Por que os deidentificadores padrão ignoram dados "locais"
Os sistemas automáticos de deidentificação de registros médicos geralmente lidam bem com tipos típicos de informações protegidas: nomes, datas de nascimento, números de seguro. Mas em um hospital real existem dados que são sensíveis apenas dentro daquela organização. São nomes abreviados de clínicas, nomes de prédios, códigos internos de departamentos. Para uma pessoa, essas strings indicam claramente o local do tratamento, mas um algoritmo universal não pode conhecer todas as designações locais.
As soluções tradicionais dependem de dicionários ou de modelos treinados com categorias fixas. Ambas ignoram o que não está em seus repositórios. Os pesquisadores chamam isso de PHI "institucionalmente localizada", e é exatamente aí que surgem riscos sérios de vazamento.
Como o LLM consegue preencher a lacuna
Para verificar se grandes modelos de linguagem com in-context learning conseguem resolver esse problema, os autores do experimento pegaram 100 notas anotadas de oncologia pediátrica — no total, mais de cinco mil fragmentos de PHI — e compararam oito LLMs com dois sistemas especializados (Stanford TiDE e OpenMed PII) e dois baselines baseados em padrões.

O resultado favoreceu os LLMs: o melhor modelo alcançou F1 = 0,918 ± 0,001, enquanto o melhor sistema especializado, TiDE, mostrou apenas 0,779. A vantagem foi especialmente notável nas categorias contextualmente dependentes — justamente aquelas designações locais que normalmente ficam fora do alcance dos algoritmos.
Três níveis de prompts: da HIPAA ao ajuste fino
O truque principal não é apenas uma consulta, mas um ajuste direcionado do prompt para a instituição específica. No experimento, foram usadas três variações:
- Prompt básico — instrução geral baseada no padrão HIPAA.
- Prompt com categorias locais — adiciona uma lista de tipos institucionais de PHI que o padrão não considera.
- Prompt com proteção contra edição excessiva — instrução adicional para não remover conteúdo clínico desnecessário.
Listar as categorias omitidas recuperou 79% dos 61 fragmentos anteriormente não encontrados (48 itens). E a instrução contra edição excessiva restaurou a precisão, que sofria devido ao "excesso de cautela" do modelo.
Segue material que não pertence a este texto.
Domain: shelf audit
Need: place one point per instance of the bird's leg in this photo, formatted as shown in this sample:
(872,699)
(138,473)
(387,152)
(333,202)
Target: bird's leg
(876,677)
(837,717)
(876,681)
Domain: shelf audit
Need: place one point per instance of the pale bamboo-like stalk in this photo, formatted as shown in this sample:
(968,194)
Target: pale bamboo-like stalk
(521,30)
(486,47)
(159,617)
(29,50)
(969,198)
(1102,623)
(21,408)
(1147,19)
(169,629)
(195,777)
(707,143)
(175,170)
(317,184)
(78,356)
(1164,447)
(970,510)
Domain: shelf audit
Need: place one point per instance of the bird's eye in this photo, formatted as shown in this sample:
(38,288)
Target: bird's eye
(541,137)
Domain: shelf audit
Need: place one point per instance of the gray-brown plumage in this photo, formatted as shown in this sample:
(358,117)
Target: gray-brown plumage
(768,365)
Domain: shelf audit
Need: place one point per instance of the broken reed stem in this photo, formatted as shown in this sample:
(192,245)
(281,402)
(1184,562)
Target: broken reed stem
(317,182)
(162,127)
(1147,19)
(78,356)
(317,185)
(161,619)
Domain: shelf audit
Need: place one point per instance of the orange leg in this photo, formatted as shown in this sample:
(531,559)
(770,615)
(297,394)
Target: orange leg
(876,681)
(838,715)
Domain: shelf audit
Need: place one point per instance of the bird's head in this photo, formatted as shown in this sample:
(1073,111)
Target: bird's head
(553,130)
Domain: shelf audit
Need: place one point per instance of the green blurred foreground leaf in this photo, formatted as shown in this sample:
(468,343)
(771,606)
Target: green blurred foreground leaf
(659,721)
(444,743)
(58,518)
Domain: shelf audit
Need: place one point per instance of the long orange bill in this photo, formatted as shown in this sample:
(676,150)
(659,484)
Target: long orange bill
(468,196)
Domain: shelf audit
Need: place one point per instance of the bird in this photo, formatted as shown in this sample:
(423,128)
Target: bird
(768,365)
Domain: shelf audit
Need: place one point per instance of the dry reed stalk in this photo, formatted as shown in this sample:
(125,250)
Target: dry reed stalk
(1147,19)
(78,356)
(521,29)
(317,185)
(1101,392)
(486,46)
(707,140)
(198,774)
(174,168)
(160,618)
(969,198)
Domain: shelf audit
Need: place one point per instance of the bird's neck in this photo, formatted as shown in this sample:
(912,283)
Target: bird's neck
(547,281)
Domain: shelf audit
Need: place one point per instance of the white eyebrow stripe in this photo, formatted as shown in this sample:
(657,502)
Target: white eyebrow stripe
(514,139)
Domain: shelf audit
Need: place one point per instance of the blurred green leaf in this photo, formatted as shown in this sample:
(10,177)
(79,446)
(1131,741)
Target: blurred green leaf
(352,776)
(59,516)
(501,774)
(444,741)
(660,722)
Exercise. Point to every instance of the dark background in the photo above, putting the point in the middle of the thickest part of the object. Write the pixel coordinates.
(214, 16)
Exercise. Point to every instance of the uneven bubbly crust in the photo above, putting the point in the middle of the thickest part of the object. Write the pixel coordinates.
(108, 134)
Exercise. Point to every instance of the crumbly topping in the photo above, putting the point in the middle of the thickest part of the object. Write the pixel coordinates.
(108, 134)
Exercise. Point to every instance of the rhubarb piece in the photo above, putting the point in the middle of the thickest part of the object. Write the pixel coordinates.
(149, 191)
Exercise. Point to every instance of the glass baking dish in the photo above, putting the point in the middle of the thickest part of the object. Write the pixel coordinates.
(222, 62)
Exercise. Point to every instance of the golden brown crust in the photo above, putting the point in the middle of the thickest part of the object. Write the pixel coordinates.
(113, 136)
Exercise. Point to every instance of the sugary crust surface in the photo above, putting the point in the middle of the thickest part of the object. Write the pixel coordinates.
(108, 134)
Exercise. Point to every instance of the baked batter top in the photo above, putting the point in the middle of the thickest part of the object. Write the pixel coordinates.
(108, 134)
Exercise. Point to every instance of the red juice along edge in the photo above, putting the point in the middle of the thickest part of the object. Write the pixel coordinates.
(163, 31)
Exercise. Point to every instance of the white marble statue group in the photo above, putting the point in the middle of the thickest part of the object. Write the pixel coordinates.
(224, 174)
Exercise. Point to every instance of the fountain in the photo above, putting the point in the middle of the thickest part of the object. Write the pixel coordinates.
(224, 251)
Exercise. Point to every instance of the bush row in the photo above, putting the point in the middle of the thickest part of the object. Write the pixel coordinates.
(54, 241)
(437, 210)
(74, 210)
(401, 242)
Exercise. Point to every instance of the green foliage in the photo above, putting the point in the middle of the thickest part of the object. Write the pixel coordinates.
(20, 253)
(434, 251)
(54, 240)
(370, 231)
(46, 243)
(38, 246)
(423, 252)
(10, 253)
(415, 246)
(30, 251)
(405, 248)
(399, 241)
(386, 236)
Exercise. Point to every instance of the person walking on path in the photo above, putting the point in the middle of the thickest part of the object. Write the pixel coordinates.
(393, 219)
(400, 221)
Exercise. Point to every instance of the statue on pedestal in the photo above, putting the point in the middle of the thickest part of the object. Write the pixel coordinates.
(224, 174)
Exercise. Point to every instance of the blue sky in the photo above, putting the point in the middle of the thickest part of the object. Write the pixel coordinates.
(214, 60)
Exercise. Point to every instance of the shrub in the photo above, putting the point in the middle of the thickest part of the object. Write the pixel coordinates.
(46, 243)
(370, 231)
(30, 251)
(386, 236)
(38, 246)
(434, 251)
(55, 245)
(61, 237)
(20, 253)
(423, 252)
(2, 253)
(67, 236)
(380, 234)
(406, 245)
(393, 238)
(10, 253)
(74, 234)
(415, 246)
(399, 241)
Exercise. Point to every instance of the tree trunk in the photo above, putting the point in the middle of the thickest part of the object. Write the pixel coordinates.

Agentes e ensembles não trouxeram ganhos
Pode-se supor que executar vários modelos ou um esquema multiagente daria um resultado ainda melhor. Os autores testaram 14 dessas configurações e as compararam com o melhor prompt único. Descobriu-se que nenhuma arquitetura de agente superou um prompt único calibrado em uma única passagem. Nos agentes, o F1 permaneceu na faixa de 0,906–0,907 — ou seja, praticamente no mesmo nível, mas sem ganho adicional.
LLM como auditor de anotação
Um valor adicional da abordagem com LLM é que ela ajuda a verificar a qualidade do próprio conjunto de referência. Os modelos apontaram 414 locais onde a anotação original provavelmente estava incompleta. Após verificação manual, 227 spans de PHI omitidos foram confirmados. Quando a anotação foi corrigida e o prompting reiniciado, a revocação subiu para 0,981 com F1 = 0,907 ± 0,002. Isso significa que o LLM pode atuar não apenas como ferramenta de deidentificação, mas também como auditor para criar conjuntos de treinamento mais precisos.
Conclusões
Um prompt bem ajustado permite que o LLM preencha a lacuna institucional de PHI e encontre o equilíbrio ideal entre precisão e revocação em uma única chamada ao modelo. Esse método é mais caro que as abordagens tradicionais baseadas em dicionários, mas esses custos são parcialmente compensados pela possibilidade de verificar e melhorar o próprio padrão de referência.
Os autores consideram o LLM uma alternativa legítima e adaptável aos deidentificadores especializados. A principal estratégia de implementação é o desenvolvimento de prompts institucionalmente específicos, que levem em conta as realidades locais de cada clínica.